The study by Prat and colleagues is intriguing as it suggests that a simple intervention involving guidelines and education of physicians and nurses can decrease the costs associated with RLT and CXR in the ICU. At a time of increasing pressure to lower costs in our over-stressed health care system, these results provide one possible avenue for making important gains. The study was conducted at a single center with a relatively small ICU, however, and whether such a protocol could be implemented in a larger ICU or across institutions is not clear. Such an effort would require changing the habits of a significantly larger number of physicians and nurses than were involved in this particular study.

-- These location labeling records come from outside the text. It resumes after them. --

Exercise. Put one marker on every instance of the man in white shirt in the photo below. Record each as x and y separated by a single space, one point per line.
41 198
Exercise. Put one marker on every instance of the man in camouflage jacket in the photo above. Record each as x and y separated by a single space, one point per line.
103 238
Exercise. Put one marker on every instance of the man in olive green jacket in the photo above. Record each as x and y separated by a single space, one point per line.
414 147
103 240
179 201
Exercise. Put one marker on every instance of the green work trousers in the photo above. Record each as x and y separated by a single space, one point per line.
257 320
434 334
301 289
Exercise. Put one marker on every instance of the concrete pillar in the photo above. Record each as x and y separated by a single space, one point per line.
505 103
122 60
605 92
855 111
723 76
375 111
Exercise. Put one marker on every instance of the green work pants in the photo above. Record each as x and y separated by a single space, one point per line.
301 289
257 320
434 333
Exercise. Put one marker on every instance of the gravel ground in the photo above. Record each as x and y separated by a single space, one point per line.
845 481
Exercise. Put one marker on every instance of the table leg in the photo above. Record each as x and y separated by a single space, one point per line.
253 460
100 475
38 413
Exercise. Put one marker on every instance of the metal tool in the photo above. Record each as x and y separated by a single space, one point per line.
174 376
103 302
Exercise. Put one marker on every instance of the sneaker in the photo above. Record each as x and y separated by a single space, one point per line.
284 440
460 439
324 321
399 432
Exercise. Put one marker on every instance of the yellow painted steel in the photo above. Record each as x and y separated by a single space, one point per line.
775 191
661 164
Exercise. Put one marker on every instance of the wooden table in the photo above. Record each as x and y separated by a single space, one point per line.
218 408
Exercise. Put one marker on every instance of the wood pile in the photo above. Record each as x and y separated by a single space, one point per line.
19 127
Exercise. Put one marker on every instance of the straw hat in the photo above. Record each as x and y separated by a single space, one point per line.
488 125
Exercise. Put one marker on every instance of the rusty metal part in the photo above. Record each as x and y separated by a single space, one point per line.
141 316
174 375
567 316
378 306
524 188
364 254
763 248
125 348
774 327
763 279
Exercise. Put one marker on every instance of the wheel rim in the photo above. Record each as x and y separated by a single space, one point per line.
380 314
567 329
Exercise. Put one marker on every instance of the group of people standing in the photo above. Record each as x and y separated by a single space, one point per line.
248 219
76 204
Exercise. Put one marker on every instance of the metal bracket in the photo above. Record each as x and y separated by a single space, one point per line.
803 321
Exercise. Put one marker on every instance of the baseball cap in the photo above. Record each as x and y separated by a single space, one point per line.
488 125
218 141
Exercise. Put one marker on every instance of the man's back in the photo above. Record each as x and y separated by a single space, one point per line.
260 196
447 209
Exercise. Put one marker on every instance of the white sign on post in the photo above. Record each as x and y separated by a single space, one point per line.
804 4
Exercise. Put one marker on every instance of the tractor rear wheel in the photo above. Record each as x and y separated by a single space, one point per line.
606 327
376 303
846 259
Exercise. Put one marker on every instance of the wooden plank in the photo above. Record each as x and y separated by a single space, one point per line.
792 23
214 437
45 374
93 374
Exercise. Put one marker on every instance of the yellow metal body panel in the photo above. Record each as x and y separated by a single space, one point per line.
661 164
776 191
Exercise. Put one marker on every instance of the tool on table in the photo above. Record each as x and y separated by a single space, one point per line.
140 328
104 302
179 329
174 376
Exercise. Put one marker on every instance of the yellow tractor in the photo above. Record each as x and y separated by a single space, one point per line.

In addition, while the guidelines used in this particular study might be useful in a medical ICU, whether they could be applied in surgical or neurosurgical ICUs is unclear and some modifications might be necessary depending on the setting in which they are to be used.
Another, bigger question that remains to be addressed is whether the reduction in RLT and CXR has any effect on other patient outcomes besides the cost issues that have been the primary focus of this and the other studies done to date on this issue.1,2 It would be useful to know if the reduction in unnecessary testing carries additional benefits such as decreased infection rates, ICU length of stay, and need for transfusions without an adverse impact on patient mortality. Further studies will be necessary to address these issues, but in the interim we should probably be taking a closer look in the mirror to see if we really need all of those labs and radiographs we order each day.
References
- Barie PS, Hydo LJ. Learning to not know: Results of a program for ancillary cost reduction in surgical critical care. J Trauma 1996;41:714-720.
- Calderon-Margalit R, et al. An administrative intervention to improve the utilization of laboratory tests within university hospital. Int J Qual Health Care 2005;17:243-248.